The domestic PMI moderated in June, losing 5.4 index points, which dampened the outlook for overall gross domestic product growth in the second quarter.
Kagiso head of research Abdul Davids said the state of the local manufacturing sector appeared to be more in line with its key export markets, such as Europe and China.
“In addition to weaker external demand, the latest figures indicate a sustained and worsening slowdown in domestic demand, as the new sales orders index, the largest weighted subindex, fell by 5.2 points to reach a level of 46.5,” he explained.
Efficient Group economist Merina Willemse told Engineering News Online that although the local slowdown could be attributed to declining demand globally, the fact that local businesses were still struggling to pay off debt, also played a role.
“Manufacturing is not going to do very well, last year we saw an average growth of 2.2% to 2.3% and this year it is the same. However, with no real stimuli coming from overseas it might be worse. Even if there is growth in overseas economies, it will be slow,” she indicated.
Kagiso stated that there was nothing in the June numbers to suggest a quick turnaround in the fortunes of the manufacturing sector, as almost all the key subindices posted meaningful losses.
The business activity index was the hardest hit, registering a fall of 9 index points to 47 points, the lowest level since mid-2011 when industrial action weighed heavily on factory sector output.
The PMI leading indicator, measured as the ratio between new sales orders and inventories, remained well below 1 at 0.85.
The index measuring expected business conditions in six months’ time declined by 1.6 points to 57.4.
The PMI employment index eased back below 50 to 46.8, suggesting that the May jump to 53 was an outlier, rather than the start of an improved trend for factory sector employment.
“The fall back below 50 does not necessarily imply that manufacturers are shedding jobs…the PMI continues to reflect a sector that is not in a position to increase employment on any grand scale,” Kagiso warned.
Manufacturing Circle executive director Coenraad Bezuidenhout said that if domestic manufacturing was to protect, or even grow the employment it currently offered, a review of monetary policy to support a more competitive exchange rate was overdue and that “urgent action” was required to level the playing fields in respect of trade.
He told Engineering News Online it was also of great importance that local procurement efforts gained momentum and that the South African consumer was made to realise the importance of buying local to support job creation and increase revenue for service delivery.

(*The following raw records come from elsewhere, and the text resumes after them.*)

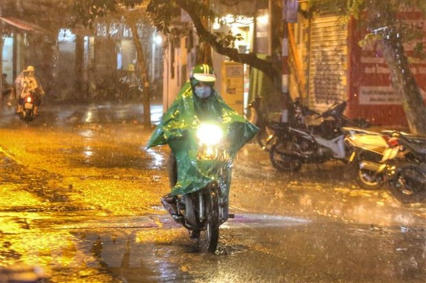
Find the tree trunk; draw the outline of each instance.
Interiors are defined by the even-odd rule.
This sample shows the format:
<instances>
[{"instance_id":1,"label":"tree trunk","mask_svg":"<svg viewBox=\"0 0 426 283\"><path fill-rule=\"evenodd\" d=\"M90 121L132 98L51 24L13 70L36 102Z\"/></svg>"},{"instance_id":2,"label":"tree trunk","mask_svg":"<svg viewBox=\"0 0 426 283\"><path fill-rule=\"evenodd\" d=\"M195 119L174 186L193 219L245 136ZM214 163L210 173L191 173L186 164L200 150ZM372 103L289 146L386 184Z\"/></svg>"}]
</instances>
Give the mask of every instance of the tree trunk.
<instances>
[{"instance_id":1,"label":"tree trunk","mask_svg":"<svg viewBox=\"0 0 426 283\"><path fill-rule=\"evenodd\" d=\"M390 31L381 42L394 90L400 95L410 131L426 134L426 106L410 69L401 36Z\"/></svg>"},{"instance_id":2,"label":"tree trunk","mask_svg":"<svg viewBox=\"0 0 426 283\"><path fill-rule=\"evenodd\" d=\"M76 36L76 69L75 71L75 93L76 99L80 101L86 97L86 94L82 95L83 81L83 62L85 60L85 42L83 36L77 34Z\"/></svg>"},{"instance_id":3,"label":"tree trunk","mask_svg":"<svg viewBox=\"0 0 426 283\"><path fill-rule=\"evenodd\" d=\"M149 82L148 82L148 71L146 64L144 58L144 50L137 34L136 23L134 21L127 21L133 34L133 43L136 47L137 56L137 69L140 72L141 84L144 86L142 92L142 106L144 107L144 127L150 129L151 127L151 113L149 103Z\"/></svg>"},{"instance_id":4,"label":"tree trunk","mask_svg":"<svg viewBox=\"0 0 426 283\"><path fill-rule=\"evenodd\" d=\"M209 6L209 0L203 0L203 3L207 7ZM201 20L203 26L207 29L208 27L208 19L207 17L203 17ZM209 66L213 66L213 60L212 60L212 47L206 41L201 42L200 47L197 52L196 63L198 64L207 64Z\"/></svg>"}]
</instances>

Meanwhile, input cost pressures moderated significantly, with the PMI price index losing 8.5 index points to reach 65.1. The continued decline in the oil price and other raw material prices seemed to have outweighed the impact of the rand exchange rate, which continued to trade at weaker levels versus the US dollar.
Actual producer price inflation moderated from a peak of 10.6% year-on-year in October 2011 to 6.6% during April and May.
Willemse attributed the drop in cost pressures to globally declining resource prices.
“Generally this is a good thing, because it means manufacturers are going to produce cheaper and prices might feed through to the consumer at a lower level, therefore helping us to keep inflation lower. But lowering commodity prices are also a clear indication that the economy is really struggling,” she pointed out.
However, Willemse maintained that although the latest numbers were disappointing, it was still relatively higher than that of most other developing and developed markets.
“The manufacturing industry, as a whole, is also on a better foot than the mining industry,” she stated.
Bezuidenhout said the drop in global demand not only affected South African manufacturers in terms of slowing export orders, but also in terms of the proliferation of unfairly incentivised imports being pushed onto the local market, particularly from South East Asia, to compensate for declining demand elsewhere.
“This would explain the slowdown in domestic demand indicated by the PMI,” he noted, adding that Kagiso’s finding that easing cost pressures had kept price inflation in check concurred with the Manufacturing Circle’s contention that a more competitive rand held benefits for South African manufacturing and the economy as a whole.
“This was equally evident in the final quarter of 2011, when a sustained weaker rand saw the manufacturing sector gaining strength domestically,” he said.